Messe Chrismale 2021

Publié le par CERCLE SAINT-PIERRE

Homélie de la messe chrismale du lundi 29 mars 2021

Chers amis,

C’était jour de sabbat ce matin-là à Nazareth. Jésus, qui avait commencé son ministère public, était revenu chez lui, saluant sans doute ses parents, ses amis d’enfance, ses voisins. Comme d’habitude, il se rend à la synagogue. Il se lève et se propose pour faire la lecture. Il s’agit d’un passage du livre d’Isaïe, celui-là même que nous avons écouté tout à l’heure, en première lecture : « L’Esprit du Seigneur est sur moi, parce que le Seigneur m’a consacré par l’onction. Il m’a envoyé porter la Bonne Nouvelle aux pauvres, annoncer aux captifs leur libération et aux aveugles qu’ils retrouveront la vue, remettre en liberté les opprimés, annoncer une année favorable accordée par le Seigneur ». Après avoir lu ces quelques mots, déjà maintes fois entendus par une assemblée plus ou moins assoupie, comme le sont parfois les nôtres, surtout quand, comme aujourd’hui, il a fallu se lever de bonne heure, Jésus donc, concentrant sur sa jeune personne les regards incrédules de la vieille assemblée, révèle qu’en lui, aujourd’hui, s’accomplit ce passage de l’Écriture.

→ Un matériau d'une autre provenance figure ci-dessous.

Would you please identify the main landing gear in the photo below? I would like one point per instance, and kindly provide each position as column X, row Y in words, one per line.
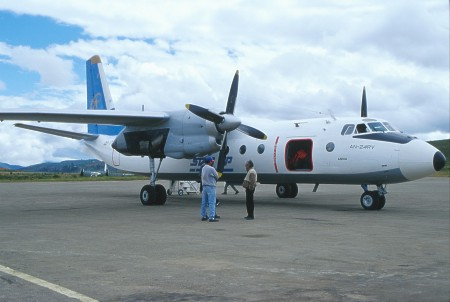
column 288, row 190
column 153, row 194
column 373, row 200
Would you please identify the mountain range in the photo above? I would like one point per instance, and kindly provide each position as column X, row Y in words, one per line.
column 67, row 166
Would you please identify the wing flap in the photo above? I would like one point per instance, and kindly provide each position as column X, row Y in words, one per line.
column 105, row 117
column 63, row 133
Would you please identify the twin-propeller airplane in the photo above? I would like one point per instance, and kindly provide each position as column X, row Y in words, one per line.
column 171, row 145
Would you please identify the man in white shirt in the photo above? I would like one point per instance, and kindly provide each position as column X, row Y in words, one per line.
column 209, row 179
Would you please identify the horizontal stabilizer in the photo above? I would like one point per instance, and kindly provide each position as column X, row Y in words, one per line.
column 105, row 117
column 63, row 133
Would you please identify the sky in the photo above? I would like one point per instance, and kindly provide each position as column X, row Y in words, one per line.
column 296, row 59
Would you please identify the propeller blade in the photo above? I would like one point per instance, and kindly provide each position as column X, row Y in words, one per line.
column 233, row 94
column 222, row 155
column 253, row 132
column 205, row 113
column 364, row 104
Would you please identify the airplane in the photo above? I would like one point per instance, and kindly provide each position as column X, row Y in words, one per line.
column 172, row 145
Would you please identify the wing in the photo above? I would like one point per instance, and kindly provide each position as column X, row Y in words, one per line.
column 105, row 117
column 63, row 133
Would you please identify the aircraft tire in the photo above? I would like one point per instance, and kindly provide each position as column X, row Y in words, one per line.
column 382, row 202
column 294, row 190
column 161, row 195
column 370, row 200
column 147, row 195
column 283, row 190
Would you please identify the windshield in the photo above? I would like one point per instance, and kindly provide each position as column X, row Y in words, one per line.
column 377, row 127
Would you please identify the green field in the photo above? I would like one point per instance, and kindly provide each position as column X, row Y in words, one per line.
column 35, row 176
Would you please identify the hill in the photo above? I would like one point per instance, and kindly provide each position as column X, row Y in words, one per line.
column 68, row 166
column 5, row 166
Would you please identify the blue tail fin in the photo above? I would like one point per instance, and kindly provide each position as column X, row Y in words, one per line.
column 98, row 95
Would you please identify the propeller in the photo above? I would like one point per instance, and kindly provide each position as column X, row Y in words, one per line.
column 226, row 122
column 364, row 104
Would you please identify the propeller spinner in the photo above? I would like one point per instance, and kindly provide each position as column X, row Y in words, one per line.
column 226, row 121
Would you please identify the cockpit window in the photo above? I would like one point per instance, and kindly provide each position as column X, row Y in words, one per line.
column 361, row 128
column 377, row 127
column 348, row 129
column 390, row 128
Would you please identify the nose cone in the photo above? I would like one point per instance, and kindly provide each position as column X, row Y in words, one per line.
column 438, row 161
column 419, row 159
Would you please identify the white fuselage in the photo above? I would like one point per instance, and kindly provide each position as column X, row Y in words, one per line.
column 306, row 151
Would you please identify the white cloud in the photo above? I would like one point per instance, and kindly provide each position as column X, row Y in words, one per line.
column 296, row 58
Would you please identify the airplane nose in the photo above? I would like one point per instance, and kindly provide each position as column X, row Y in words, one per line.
column 438, row 160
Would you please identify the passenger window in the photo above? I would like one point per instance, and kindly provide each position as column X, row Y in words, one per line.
column 361, row 128
column 377, row 127
column 348, row 129
column 299, row 155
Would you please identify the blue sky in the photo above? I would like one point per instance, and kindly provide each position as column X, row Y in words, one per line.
column 297, row 58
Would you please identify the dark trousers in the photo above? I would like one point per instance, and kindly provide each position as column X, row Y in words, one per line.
column 249, row 202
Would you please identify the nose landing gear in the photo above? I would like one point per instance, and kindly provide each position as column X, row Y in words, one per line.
column 373, row 200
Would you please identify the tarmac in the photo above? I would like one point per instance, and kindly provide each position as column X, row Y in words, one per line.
column 94, row 241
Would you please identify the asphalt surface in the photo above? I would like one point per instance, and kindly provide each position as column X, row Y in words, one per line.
column 97, row 240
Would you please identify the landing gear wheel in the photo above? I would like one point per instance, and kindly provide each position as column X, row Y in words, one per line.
column 283, row 190
column 161, row 195
column 294, row 190
column 382, row 202
column 153, row 195
column 370, row 200
column 147, row 195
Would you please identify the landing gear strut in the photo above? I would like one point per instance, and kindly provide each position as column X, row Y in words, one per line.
column 373, row 200
column 153, row 194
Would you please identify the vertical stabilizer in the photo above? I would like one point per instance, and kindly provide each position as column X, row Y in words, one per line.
column 98, row 95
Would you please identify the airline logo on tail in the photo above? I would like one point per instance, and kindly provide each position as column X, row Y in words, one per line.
column 98, row 95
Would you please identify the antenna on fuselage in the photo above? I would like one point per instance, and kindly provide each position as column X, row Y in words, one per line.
column 364, row 103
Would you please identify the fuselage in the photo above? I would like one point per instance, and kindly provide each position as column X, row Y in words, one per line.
column 343, row 151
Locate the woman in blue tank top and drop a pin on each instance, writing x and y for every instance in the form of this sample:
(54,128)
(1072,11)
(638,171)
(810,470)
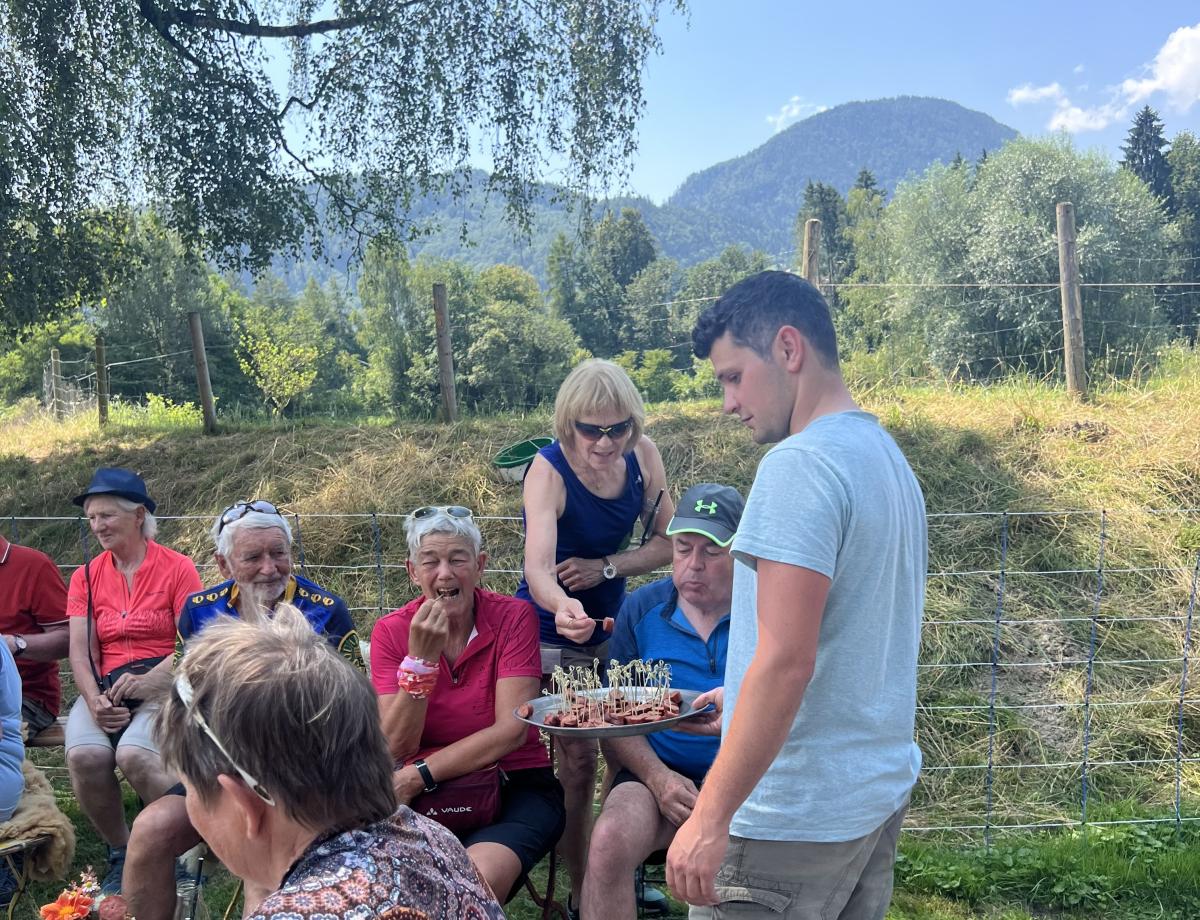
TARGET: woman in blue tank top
(582,497)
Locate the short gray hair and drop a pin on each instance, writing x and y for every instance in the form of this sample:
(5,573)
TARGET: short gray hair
(222,536)
(298,717)
(149,523)
(439,522)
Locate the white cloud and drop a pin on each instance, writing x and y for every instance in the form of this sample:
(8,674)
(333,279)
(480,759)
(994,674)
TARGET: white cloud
(795,109)
(1027,92)
(1174,74)
(1074,119)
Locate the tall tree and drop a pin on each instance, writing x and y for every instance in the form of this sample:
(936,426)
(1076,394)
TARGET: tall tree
(1145,157)
(996,229)
(867,181)
(384,102)
(1183,307)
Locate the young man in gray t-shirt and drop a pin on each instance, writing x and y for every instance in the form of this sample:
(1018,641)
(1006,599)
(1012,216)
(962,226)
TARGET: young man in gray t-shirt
(802,809)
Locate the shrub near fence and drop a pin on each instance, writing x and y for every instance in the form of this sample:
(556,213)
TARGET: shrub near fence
(1054,677)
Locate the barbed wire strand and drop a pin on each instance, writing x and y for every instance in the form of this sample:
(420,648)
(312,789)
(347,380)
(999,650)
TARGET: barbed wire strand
(995,675)
(1091,667)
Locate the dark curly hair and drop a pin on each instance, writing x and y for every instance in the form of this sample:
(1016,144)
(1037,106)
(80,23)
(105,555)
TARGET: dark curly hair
(754,310)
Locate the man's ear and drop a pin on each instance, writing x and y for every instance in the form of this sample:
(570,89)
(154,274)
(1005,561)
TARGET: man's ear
(250,810)
(791,349)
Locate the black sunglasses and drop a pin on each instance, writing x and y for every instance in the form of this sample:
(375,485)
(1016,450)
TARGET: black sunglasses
(451,510)
(595,432)
(238,510)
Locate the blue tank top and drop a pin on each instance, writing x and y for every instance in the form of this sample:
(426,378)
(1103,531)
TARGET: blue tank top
(591,527)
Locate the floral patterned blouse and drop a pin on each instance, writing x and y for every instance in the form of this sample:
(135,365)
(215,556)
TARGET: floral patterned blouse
(406,867)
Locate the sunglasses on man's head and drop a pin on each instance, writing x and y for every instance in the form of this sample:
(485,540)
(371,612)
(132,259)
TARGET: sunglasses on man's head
(595,432)
(238,510)
(451,510)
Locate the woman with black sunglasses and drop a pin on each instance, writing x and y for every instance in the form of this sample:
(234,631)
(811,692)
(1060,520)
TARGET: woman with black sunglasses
(124,606)
(583,495)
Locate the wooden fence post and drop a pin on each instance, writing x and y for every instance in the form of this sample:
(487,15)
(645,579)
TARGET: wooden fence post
(445,356)
(202,373)
(57,401)
(101,382)
(810,256)
(1072,302)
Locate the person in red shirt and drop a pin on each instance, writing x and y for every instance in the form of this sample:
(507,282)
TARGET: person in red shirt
(123,607)
(450,667)
(34,625)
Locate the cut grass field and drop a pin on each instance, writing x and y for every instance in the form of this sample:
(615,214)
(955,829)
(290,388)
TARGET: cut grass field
(1132,452)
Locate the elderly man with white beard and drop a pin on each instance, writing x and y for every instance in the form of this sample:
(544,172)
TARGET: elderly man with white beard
(253,552)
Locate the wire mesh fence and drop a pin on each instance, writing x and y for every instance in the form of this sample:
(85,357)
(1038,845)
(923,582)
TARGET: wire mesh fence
(1054,674)
(955,330)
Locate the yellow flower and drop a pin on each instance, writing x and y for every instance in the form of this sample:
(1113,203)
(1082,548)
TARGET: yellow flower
(69,906)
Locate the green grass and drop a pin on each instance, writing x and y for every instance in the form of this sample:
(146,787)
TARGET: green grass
(1017,445)
(1125,873)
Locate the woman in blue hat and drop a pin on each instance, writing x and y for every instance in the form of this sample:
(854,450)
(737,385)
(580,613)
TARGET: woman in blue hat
(123,607)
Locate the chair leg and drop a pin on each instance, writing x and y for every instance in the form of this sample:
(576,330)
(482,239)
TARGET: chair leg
(233,901)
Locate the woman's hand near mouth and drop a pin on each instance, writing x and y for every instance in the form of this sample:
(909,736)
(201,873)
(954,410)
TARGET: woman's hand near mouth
(430,630)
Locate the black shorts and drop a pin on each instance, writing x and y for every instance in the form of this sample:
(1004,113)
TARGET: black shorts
(531,822)
(35,715)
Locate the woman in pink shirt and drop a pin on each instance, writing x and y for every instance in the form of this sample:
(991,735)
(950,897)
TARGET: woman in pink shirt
(450,667)
(123,608)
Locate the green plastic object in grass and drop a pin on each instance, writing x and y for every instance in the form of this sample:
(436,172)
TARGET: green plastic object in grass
(515,460)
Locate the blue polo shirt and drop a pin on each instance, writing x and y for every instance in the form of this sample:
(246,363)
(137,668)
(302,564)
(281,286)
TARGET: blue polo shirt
(327,612)
(651,626)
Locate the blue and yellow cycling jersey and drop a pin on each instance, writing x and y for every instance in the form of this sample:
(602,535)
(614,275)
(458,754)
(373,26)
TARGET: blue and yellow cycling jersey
(327,612)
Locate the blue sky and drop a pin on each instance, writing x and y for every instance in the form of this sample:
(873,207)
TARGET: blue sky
(732,73)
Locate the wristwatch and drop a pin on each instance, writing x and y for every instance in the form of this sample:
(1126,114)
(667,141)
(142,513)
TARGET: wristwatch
(426,776)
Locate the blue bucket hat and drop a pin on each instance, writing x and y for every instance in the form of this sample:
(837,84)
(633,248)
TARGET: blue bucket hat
(118,481)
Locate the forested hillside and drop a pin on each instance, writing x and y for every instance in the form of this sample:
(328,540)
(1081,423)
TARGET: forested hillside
(750,200)
(894,139)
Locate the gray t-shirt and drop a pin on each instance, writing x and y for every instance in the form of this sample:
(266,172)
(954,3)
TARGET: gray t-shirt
(840,499)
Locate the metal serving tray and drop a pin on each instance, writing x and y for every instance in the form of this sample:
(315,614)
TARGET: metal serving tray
(545,704)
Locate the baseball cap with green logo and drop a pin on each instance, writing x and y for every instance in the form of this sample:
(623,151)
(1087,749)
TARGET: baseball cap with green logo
(711,510)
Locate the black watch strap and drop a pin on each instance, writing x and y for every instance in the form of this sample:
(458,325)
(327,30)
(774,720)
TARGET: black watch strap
(426,776)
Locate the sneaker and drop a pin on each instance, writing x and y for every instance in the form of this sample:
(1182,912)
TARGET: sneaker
(651,901)
(112,882)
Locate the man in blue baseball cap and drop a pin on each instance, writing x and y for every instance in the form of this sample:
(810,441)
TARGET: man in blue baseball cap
(253,552)
(683,620)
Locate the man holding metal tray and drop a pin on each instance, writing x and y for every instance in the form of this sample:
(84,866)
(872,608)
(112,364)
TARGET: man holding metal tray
(684,621)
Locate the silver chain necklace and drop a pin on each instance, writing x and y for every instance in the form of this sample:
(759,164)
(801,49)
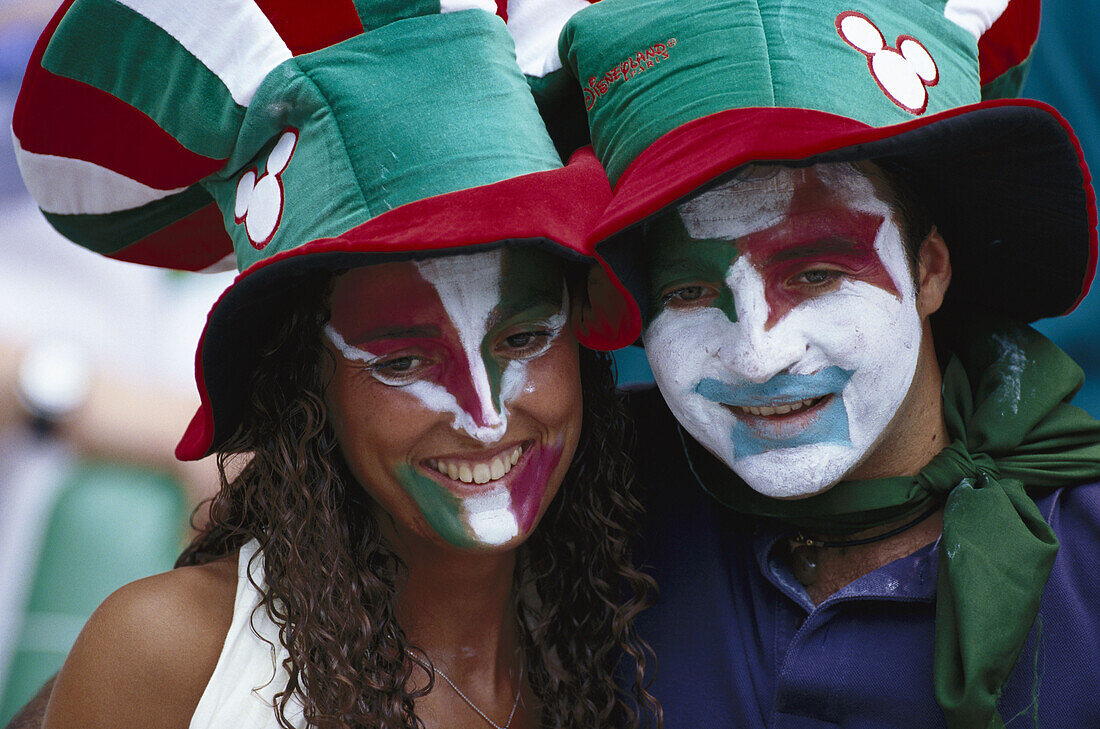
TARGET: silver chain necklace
(474,706)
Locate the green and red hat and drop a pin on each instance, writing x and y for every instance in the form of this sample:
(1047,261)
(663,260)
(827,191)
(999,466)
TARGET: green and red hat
(682,96)
(290,139)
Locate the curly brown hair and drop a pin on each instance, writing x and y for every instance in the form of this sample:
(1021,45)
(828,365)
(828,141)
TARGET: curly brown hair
(331,582)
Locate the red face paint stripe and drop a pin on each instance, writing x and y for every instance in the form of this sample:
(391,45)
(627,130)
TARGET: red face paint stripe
(191,243)
(308,26)
(364,302)
(70,119)
(814,220)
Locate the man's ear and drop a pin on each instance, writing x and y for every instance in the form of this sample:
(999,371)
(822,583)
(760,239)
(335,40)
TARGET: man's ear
(934,274)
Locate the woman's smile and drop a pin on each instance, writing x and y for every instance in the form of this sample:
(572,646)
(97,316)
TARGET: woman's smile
(455,393)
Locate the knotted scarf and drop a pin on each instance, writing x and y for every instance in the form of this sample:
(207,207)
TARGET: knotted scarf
(1005,395)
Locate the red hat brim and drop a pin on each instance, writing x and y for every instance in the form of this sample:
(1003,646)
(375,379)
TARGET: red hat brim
(1005,183)
(551,209)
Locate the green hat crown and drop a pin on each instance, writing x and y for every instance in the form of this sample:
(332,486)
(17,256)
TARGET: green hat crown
(176,139)
(649,66)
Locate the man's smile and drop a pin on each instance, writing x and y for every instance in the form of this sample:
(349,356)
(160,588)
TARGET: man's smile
(778,408)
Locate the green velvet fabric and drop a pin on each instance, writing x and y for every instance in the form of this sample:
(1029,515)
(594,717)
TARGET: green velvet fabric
(1005,395)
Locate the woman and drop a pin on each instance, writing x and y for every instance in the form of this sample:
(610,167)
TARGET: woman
(396,367)
(377,569)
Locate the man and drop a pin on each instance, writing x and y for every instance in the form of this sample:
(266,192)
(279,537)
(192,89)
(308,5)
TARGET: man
(833,245)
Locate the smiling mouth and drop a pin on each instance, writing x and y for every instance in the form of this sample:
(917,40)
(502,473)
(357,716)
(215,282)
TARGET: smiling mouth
(479,472)
(780,409)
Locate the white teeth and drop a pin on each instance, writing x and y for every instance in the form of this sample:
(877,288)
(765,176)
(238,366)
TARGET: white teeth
(477,473)
(780,409)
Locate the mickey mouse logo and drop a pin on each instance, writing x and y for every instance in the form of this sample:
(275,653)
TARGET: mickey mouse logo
(260,199)
(903,72)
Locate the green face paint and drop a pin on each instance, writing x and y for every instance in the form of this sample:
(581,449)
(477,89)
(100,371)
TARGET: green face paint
(530,288)
(675,257)
(440,507)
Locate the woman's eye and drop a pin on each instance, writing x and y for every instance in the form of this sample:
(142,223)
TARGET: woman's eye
(398,371)
(526,344)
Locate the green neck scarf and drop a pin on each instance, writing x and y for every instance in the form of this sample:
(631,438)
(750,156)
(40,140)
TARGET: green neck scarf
(1005,394)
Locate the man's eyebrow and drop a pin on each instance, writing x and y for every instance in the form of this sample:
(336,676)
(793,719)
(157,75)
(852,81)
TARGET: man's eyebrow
(426,331)
(823,246)
(675,265)
(535,299)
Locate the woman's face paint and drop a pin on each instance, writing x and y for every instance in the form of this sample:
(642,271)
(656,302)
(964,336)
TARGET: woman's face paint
(783,327)
(455,396)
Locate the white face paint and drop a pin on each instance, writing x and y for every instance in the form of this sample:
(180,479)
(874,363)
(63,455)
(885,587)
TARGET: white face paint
(784,332)
(464,337)
(469,289)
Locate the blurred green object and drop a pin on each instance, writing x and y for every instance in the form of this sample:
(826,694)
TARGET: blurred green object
(111,525)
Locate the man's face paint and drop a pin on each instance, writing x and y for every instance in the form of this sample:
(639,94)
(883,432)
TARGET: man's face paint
(783,328)
(453,380)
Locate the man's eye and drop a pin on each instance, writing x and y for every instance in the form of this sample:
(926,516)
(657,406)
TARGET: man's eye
(685,296)
(525,344)
(817,277)
(398,371)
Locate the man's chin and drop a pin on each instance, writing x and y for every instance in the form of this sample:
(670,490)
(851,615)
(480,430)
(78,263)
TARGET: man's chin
(795,473)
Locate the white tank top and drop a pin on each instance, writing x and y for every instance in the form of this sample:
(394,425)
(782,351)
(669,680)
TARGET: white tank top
(241,691)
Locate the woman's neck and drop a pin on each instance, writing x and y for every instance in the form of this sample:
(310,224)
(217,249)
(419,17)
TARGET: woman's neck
(459,608)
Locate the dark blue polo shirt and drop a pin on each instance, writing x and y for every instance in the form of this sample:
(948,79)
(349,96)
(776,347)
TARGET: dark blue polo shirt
(740,644)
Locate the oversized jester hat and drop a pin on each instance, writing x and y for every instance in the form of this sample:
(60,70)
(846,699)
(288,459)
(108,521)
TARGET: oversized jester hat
(290,137)
(680,97)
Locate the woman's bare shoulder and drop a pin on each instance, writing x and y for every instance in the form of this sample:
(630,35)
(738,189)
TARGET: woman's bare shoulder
(146,653)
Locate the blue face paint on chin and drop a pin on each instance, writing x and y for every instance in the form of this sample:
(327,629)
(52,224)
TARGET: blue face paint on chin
(826,422)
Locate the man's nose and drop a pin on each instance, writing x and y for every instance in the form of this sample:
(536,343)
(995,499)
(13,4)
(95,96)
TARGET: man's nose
(754,351)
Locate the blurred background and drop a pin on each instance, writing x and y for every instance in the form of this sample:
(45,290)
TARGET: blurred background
(97,380)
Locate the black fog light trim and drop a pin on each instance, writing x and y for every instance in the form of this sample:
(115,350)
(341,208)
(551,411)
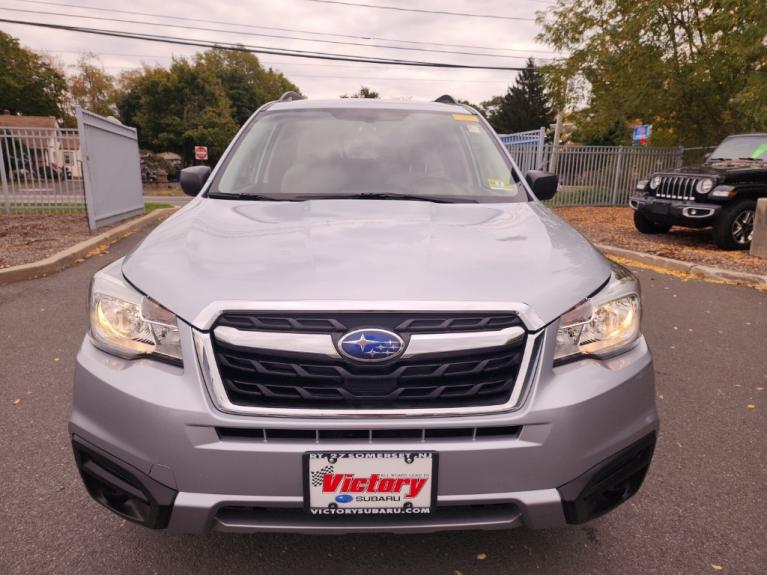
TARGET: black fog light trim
(122,488)
(609,483)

Les auditeurs, d’abord, s’étonnent « du message de grâce qui sort de sa bouche ». Ils sont même, au début, plein d’admiration. Mais leur attitude, nous le savons, va bien vite changer et cette rencontre qui a commencé dans la joie va se terminer par une expulsion. Et nous, qui connaissons la suite du récit évangélique, nous comprenons que, cet épisode condense à lui seul ce que sera la trajectoire du ministère de Jésus. Nous pouvons, en effet, faire défiler en notre mémoire tous ces moments où Jésus a, effectivement, mis en pratique cette feuille de route initiale : les pauvres et les malheureux dont il s’est fait si souvent l’ami et le défenseur, les malades qu’il a guéris, les possédés qu’il a libérés, les pécheurs dont il s’est approché et qu’il a pardonnés. Et nous nous souvenons aussi des paraboles qu’il a racontées pour bien faire comprendre à des auditoires, tantôt séduits tantôt sceptiques, la bonté infinie du cœur de Dieu pour les plus petits.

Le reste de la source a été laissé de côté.